Emphasis on the ages is ours. Note how young black and Latina girls are dying as a result of HIV infection. Note that HIV infection was a top ten leading cause of deaths for those young demographics as recently as 2007.
It is a loving, essential, and revolutionary act to talk to your child about HIV/AIDS whether they’ve made the decision to be sexually active or not. It is equally vital that single mothers who are calculating the costs of becoming sexually active with new partners assume proactive roles in safeguarding their health.
The same tips you provide to your children are the ones you’ll need to take for yourself:
- Before you become sexually active with a new partner, discuss your sexual history, including any STIs and STDs. Be candid. Leave no stone unturned. While disclosing the details of your sexual history can be terrifying and can leave you feeling vulnerable, it’s equally terrifying for a sexual partner to be left in the dark and it makes him/her equally vulnerable. Disclosure before sex may result in the end of a potentially promising relationship, but it will never result in you being accused of dishonesty or of being reckless with a partner’s health. If you’ll lose someone as a result of being upfront, it’s better for both of you to know what’s at stake sooner than later. Your ideal relationship partner will stand by you, regardless of your status–and if he/she is well-informed, he/she can be of greater support to you as you build your relationship.
- Don’t just take a partner’s word for his/her clean bill of health. Check those results. It may even be useful to get tested together and exchange your results at the same time.
- Carry your own contraception.
- If you’re advocating for abstinence with your children and they’re committed to abstaining, it’s still important to communicate with them about sexual health and contraception. If your child ever intends to marry, he/she will still need to have informed and highly personal conversations with his or her potential spouse. According to the Guttmacher Institute, “Many sexually experienced teens (46% of males and 33% of females) do not receive formal instruction about contraception before they first have sex.”

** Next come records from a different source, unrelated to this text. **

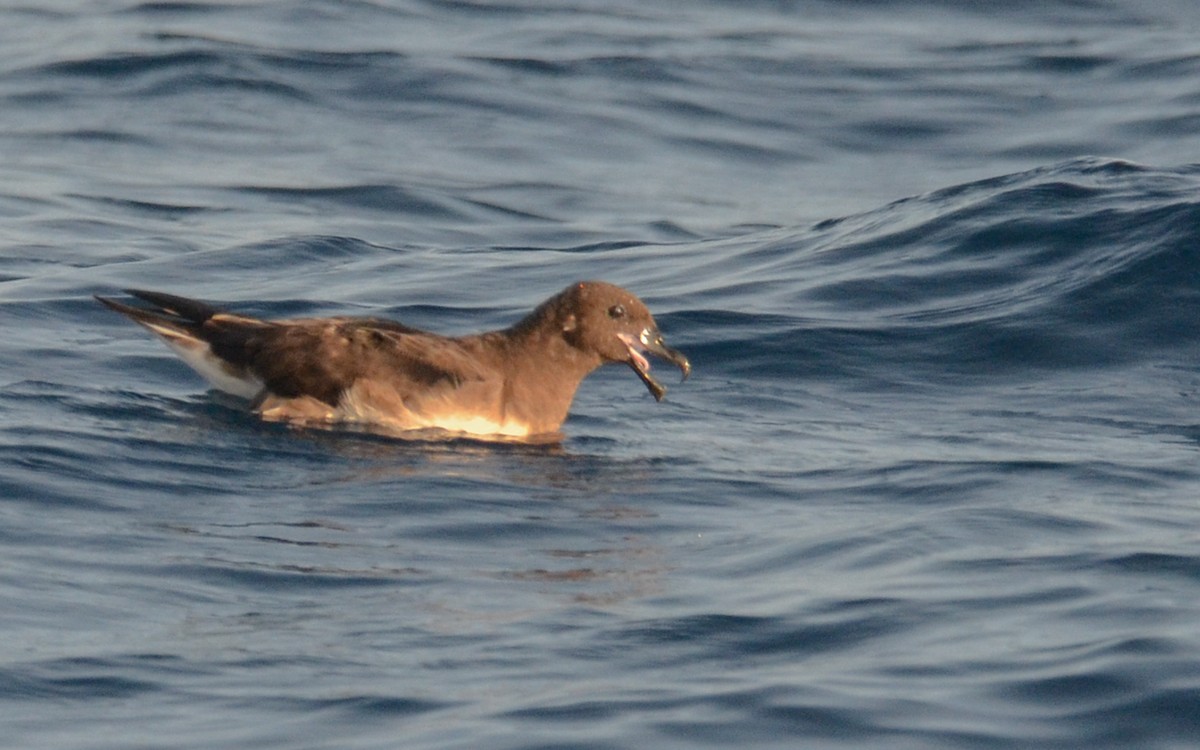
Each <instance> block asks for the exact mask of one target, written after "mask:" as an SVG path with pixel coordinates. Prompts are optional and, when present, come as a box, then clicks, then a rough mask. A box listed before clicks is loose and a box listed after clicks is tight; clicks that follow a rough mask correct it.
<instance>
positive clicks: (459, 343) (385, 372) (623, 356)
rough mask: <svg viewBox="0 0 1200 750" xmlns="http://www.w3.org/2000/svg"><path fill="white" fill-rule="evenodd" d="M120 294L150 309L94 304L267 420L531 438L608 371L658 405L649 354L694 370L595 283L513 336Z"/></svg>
mask: <svg viewBox="0 0 1200 750" xmlns="http://www.w3.org/2000/svg"><path fill="white" fill-rule="evenodd" d="M126 292H127V293H128V294H131V295H132V296H134V298H137V299H139V300H142V301H143V302H145V304H146V305H145V306H132V305H126V304H124V302H119V301H116V300H113V299H108V298H104V296H98V295H97V296H96V299H97V300H100V301H101V302H103V304H104V305H106V306H108V307H109V308H112V310H115V311H116V312H120V313H122V314H125V316H126V317H128V318H130V319H132V320H133V322H134V323H138V324H139V325H143V326H145V328H146V329H149V330H150V331H152V332H154V334H156V335H157V336H160V337H161V338H162V340H163V341H164V342H166V343H167V346H169V347H170V348H172V349H174V352H175V353H176V354H179V355H180V356H181V358H182V359H184V361H185V362H187V364H188V365H190V366H191V367H192V368H193V370H196V371H197V372H198V373H200V374H202V376H203V377H204V378H205V379H206V380H208V382H209V383H211V384H212V385H214V386H215V388H217V389H220V390H222V391H226V392H229V394H233V395H236V396H241V397H244V398H247V400H250V406H251V408H252V409H253V412H256V413H257V414H259V415H262V418H263V419H266V420H276V421H287V422H295V424H335V422H352V424H361V425H370V426H376V427H380V428H383V430H385V431H388V432H407V431H431V430H432V431H439V432H445V433H451V434H462V436H469V437H476V438H485V439H518V440H520V439H536V438H544V437H546V436H554V434H557V433H558V431H559V427H560V426H562V424H563V421H564V420H565V419H566V414H568V410H569V409H570V407H571V401H572V400H574V398H575V391H576V390H577V389H578V386H580V383H582V382H583V379H584V378H586V377H587V376H588V374H589V373H592V371H594V370H595V368H596V367H599V366H601V365H606V364H611V362H620V364H625V365H629V367H631V368H632V370H634V372H635V373H637V377H638V378H641V380H642V383H644V384H646V388H647V389H649V391H650V394H652V395H653V396H654V398H655V400H658V401H661V400H662V396H664V394H666V389H665V388H664V386H662V385H661V384H660V383H659V382H658V380H656V379H655V378H654V377H653V376H650V364H649V361H648V360H647V358H646V354H653V355H655V356H660V358H662V359H664V360H666V361H667V362H671V364H672V365H674V366H677V367H679V370H680V372H682V373H683V378H684V379H686V378H688V376H689V374H690V372H691V364H690V362H689V361H688V358H686V356H684V355H683V354H682V353H680V352H678V350H676V349H672V348H671V347H667V346H666V344H665V343H664V341H662V334H661V332H659V326H658V324H656V323H655V322H654V317H653V316H652V314H650V311H649V310H648V308H647V307H646V305H644V304H643V302H642V301H641V300H640V299H637V296H635V295H634V294H632V293H630V292H628V290H625V289H622V288H620V287H617V286H614V284H611V283H606V282H601V281H581V282H577V283H572V284H571V286H569V287H568V288H566V289H564V290H563V292H560V293H558V294H556V295H554V296H552V298H550V299H548V300H546V301H545V302H542V304H541V305H539V306H538V307H536V308H534V311H533V312H530V313H529V314H528V316H526V317H524V318H522V319H521V320H518V322H517V323H515V324H514V325H511V326H510V328H506V329H503V330H497V331H487V332H482V334H472V335H468V336H440V335H438V334H431V332H427V331H422V330H419V329H415V328H410V326H408V325H404V324H402V323H397V322H395V320H388V319H382V318H350V317H343V318H296V319H287V320H263V319H258V318H251V317H247V316H240V314H235V313H229V312H224V311H221V310H218V308H216V307H212V306H210V305H208V304H205V302H200V301H197V300H193V299H187V298H182V296H175V295H172V294H163V293H161V292H145V290H139V289H127V290H126Z"/></svg>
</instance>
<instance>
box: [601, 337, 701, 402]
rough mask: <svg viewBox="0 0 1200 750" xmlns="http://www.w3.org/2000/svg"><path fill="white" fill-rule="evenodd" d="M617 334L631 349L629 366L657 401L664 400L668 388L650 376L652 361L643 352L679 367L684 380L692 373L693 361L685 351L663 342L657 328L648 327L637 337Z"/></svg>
mask: <svg viewBox="0 0 1200 750" xmlns="http://www.w3.org/2000/svg"><path fill="white" fill-rule="evenodd" d="M617 336H619V337H620V341H622V343H624V344H625V348H626V349H629V366H630V367H631V368H632V370H634V372H636V373H637V377H638V378H641V379H642V383H644V384H646V388H647V389H649V391H650V395H653V396H654V400H655V401H662V396H665V395H666V392H667V389H666V388H665V386H664V385H662V384H661V383H659V382H658V380H655V379H654V377H652V376H650V362H649V360H647V359H646V356H644V355H643V354H642V353H643V352H646V353H648V354H653V355H655V356H660V358H662V359H665V360H666V361H668V362H671V364H672V365H674V366H676V367H678V368H679V372H682V373H683V380H686V379H688V376H690V374H691V362H689V361H688V358H686V356H684V354H683V352H679V350H678V349H672V348H671V347H668V346H666V344H665V343H664V342H662V334H660V332H658V331H656V330H653V329H646V330H643V331H642V335H641V336H637V337H635V336H630V335H629V334H617Z"/></svg>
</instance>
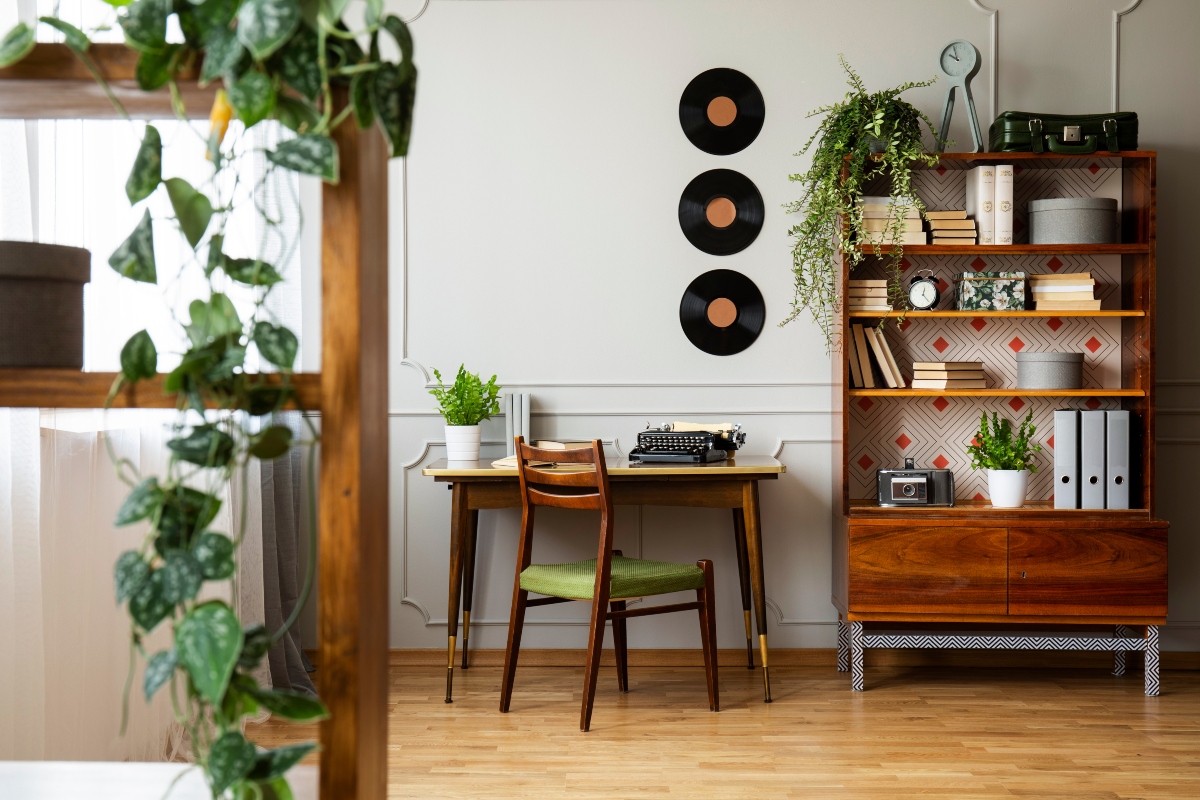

- Research the facts before relaying them to your children. The Guttmacher Institute also informs, “Even when parents provide information, their knowledge about contraception or other sexual health topics may often be inaccurate or incomplete.” Know your stuff.
- If you are already living with HIV, it is imperative that you share not just your status with new partners, but also your needs. He/she should be aware of the various ways — no matter how minimal or major — in which your HIV status could potentially impact your relationship.
- If you know for a fact that your teen is sexually active but has not been tested, offer to go with him/her and get tested yourself, even if you aren’t sexually active.
Have a safe and loving weekend. We care. We’re here. And we applaud you.